Tante Maya menggelinjang kenikmatan merasakan pelayananku. Vagina Tante Maya ternyata masih teramat kuat mencengkeram penisku yang membuatnya terbelalak kagum plus ngeri melihat anting-anting yang kupasang di bawah ujung kepala kemaluanku. Tante Maya tidak sabar menanti nikmatnya ditusuk pistol kejantananku. Lagi-lagi Tante Maya kelewat terburu-buru menyerangku yang akhirnya aku merasa sedang diperkosanya. Anting-anting yang maha dahsyat tergantung setia selalu bertahun-tahun kupakai terasa sakit oleh hisapan dan kuluman serta gigitan giginya.
Lidah Tante Maya berputar memutari batang kemaluanku. Aku menggelinjang tidak karuan. Pikir punya pikir inilah hasil dari pikiran kotorku selama ini, ya sudah, kunikmati saja walau sakit. Mendadak Tante Maya ganas menyerangku, didorongnya aku ke sofa, dengan posisi duduk bersandar aku menerima tindihan tubuh indah Tante Maya yang posisinya membelakangiku. Kemudian dipegangnya pistol gombyokku dan diarahkan ke vaginanya. Lalu dengan ngos-ngosan Tante Maya naik turun menekanku, ini berlangsung kurang lebih 15 menit.
Kini posisi Tante Maya menghadapku. Lagi-lagi dipegang penisku dan dimasukkan ke liang vaginanya. Nah.., ini baru membuatku merasa enak karena aku dapat dengan leluasa mengulum putingnya dan mengusap-usap bulu halus betis biji timunnya. Goyang sana goyang sini, sekarang dengan kekuatanku kuangkat tubuh Tante Maya dengan posisi berdiri. Kunaik-turunkan dan kurebahkan di sofa tubuhnya. Kutaruh kaki indah ini di bahuku, kuhujani Tante Maya dengan gesekan-gesekan tajam.

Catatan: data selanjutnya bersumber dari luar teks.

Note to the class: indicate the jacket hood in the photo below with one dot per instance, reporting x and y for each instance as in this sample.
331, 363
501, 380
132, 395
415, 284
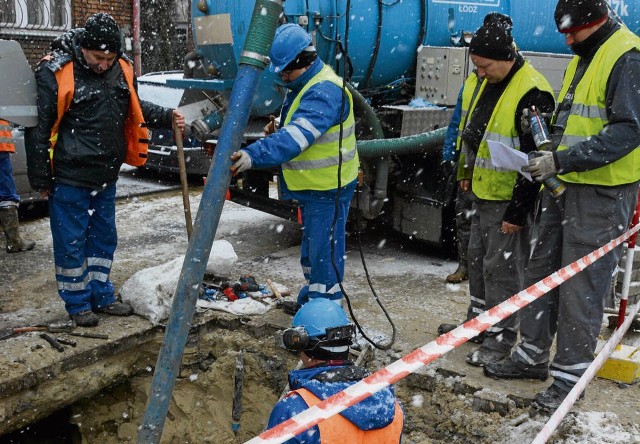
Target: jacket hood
374, 412
69, 45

Dalam hal ini dia mulai merasa tidak tahan sama sekali, kakinya yang melingkar di bahuku semakin kencang menjepitku. Dia mengerang kenikmatan mencapai klimaks orgasme. Aku merasa heran, aku merasa belum mau keluar. Sudah berbagai posisi kulakukan, belum juga keluar. Tante Maya semakin merintih kewalahan, aku tidak mau melepaskan hujanan-hujananku. Anting-anting saktiku membantu membuatku dapat main sampai empat kali Tante Maya mengalami orgasmenya.
Hingga pada suatu ketika aku merasa mendekati pelabuhan, kubiarkan batang kemaluanku tertanam dan tertimbun bulu-bulu kemaluannya yang tidak seharum punya Santi, istriku. Tanpa sadar aku terikat kenikmatan sedang main dengan istri orang. Lalu laharku muntah di dalam vagina bersamaan dengan orgasme Tante Maya untuk yang kelima kalinya. Aku lemas dengan masih membiarkan penisku yang terbenam dan tertimbun bulu vaginanya. Aku terkulai merasa hangat di atas tubuh Tante Maya yang basah oleh keringat.
Lama-lama aku sadar, aku bangun tapi kok Tante Maya tidak bergerak. Ach.., mungkin dia tertidur kenikmatan. Kutepis anganku dari pikiran yang tidak-tidak. Aduh mak, Tante Maya ternyata pingsan. Tapi melihat seonggok tubuh montok berbulu halus, gairahku tumbuh lagi. Perlahan kujilat dari ujung kaki sampai pangkal paha dengan membalik posisi pistolku menindih wajahnya. Kukulum vagina Tante Maya sampai tiba-tiba aku kelelahan dan tertidur.
Akhir cerita, perbuatanku ini berlangsung terus tanpa setahu suami Tante Maya dan Istriku. Sampai suatu hari kutahu Tante Maya sedang hamil tua yang tidak lain karena mengandung benihku, tapi herannya hubungan Tante Maya dengan suaminya tambah mesra. Kutahu juga belakangan hari mertua maupun orangtua Tante Maya sering hadir di rumah yang letaknya di depan rumahku.